Gender equality is a core
value for the European left. It is also a basic human right, of course. As Ms Bachelet said, it is a necessary requirement for economic
development, too. We face a political and economic crisis, and we must look for
new solutions, rather than hold to the failed, out-dated models of the past.
That is not only true for the economy; we must not accept violence against, and
the oppression of, women, whatever that may be based on – culture, religion,
customs and so forth. That has to be abolished because it is wrong and immoral,
and because it hurts society.
There is a moral and
political gap. It must be filled with new politics in the interests of human
beings and society, not the failed policies of business as usual. The policies
of austerity that are currently being pursued also harm women. They therefore
also harm society and human rights. That is why this issue must be at the top
of the agenda.
We must ratify the
relevant conventions, old and new, of the UN and the European councils, as well
as the Istanbul Convention. However, most importantly, we must translate these
conventions into real life. That does not happen often enough. I also call on
those who have opted out of various parts of these conventions to change their
minds, because what they are doing is not in line with the principle of equal
human rights.
We need UN Women; we need
special bodies to deal with these issues, because mainstream organisations cannot do so on their own. Every country must
be able to tackle gender equality issues and make the necessary changes.

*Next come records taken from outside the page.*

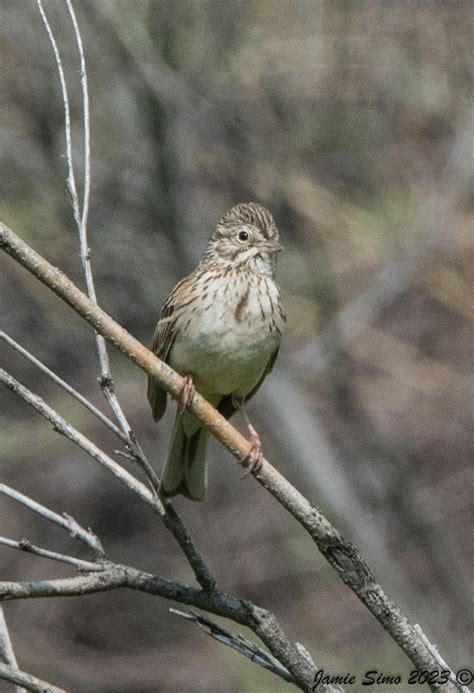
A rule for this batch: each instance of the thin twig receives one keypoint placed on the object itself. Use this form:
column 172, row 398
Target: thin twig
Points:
column 31, row 683
column 62, row 383
column 65, row 521
column 170, row 518
column 339, row 552
column 262, row 622
column 236, row 642
column 434, row 652
column 25, row 545
column 81, row 217
column 6, row 648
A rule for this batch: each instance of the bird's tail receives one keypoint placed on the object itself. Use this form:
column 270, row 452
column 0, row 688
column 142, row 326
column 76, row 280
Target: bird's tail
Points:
column 185, row 469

Friday 27 January 2012 at 10 a.m.
Enforced
population transfer as a human rights violation
Ms ANDERSEN (Norway) on behalf of the Group of the Unified European Left.– The
UEL supports the construction of an international, legally binding instrument
that consolidates the existing standards set out in various international law
instruments and defines and outlaws all forms of enforced population transfer.
Today, no single instrument deals with this issue, which is covered in part by
other conventions. However, we need a specific convention to deal with these
terrible political atrocities.
I want to focus on what
we can do to prevent such population transfers and to recover the situation. A
failure to deal with past abuse can create the potential for a recurrence of
violence and human rights abuses, particularly when conflicts have assumed an
identity dimension – and we have several of those. These divisions will not automatically
disappear under a new democratic order, particularly if it delivers power to a
majority group, leaving a minority group feeling vulnerable and marginalized.
Nor will these divisions necessarily heal with the passage of time, as we hear
in this Assembly every time we gather. Peace processes should result in
settlements that offer appropriate protections to vulnerable groups and proper
representation in political bodies and decision-making processes. A legitimate
reconciliation process must pursue accountability and acknowledge the suffering
of victims, not subordinate accountability and redress to an artificial notion
of national unity. As we have heard in debates here, such an approach does not
work.
A significant risk factor
in predicting the outbreak of a conflict is the extent to which an homogenous group is willing and able to monopolize
political and economic power. This may even be fuelled by certain electoral and
constitutional systems that hand power to majorities without appropriate checks
and balances. This body must supervise the approach to such problems. A
successful pre-conflict and post-conflict peace-building agenda will have to
include political, legal and social measures that guard against the
exploitation of the minority by the majority.
Finally, it is important
to underline the right of everyone to citizenship, because that can grant
people the right to belong to a country. Peace is secured only by respecting
the human rights of the populations concerned.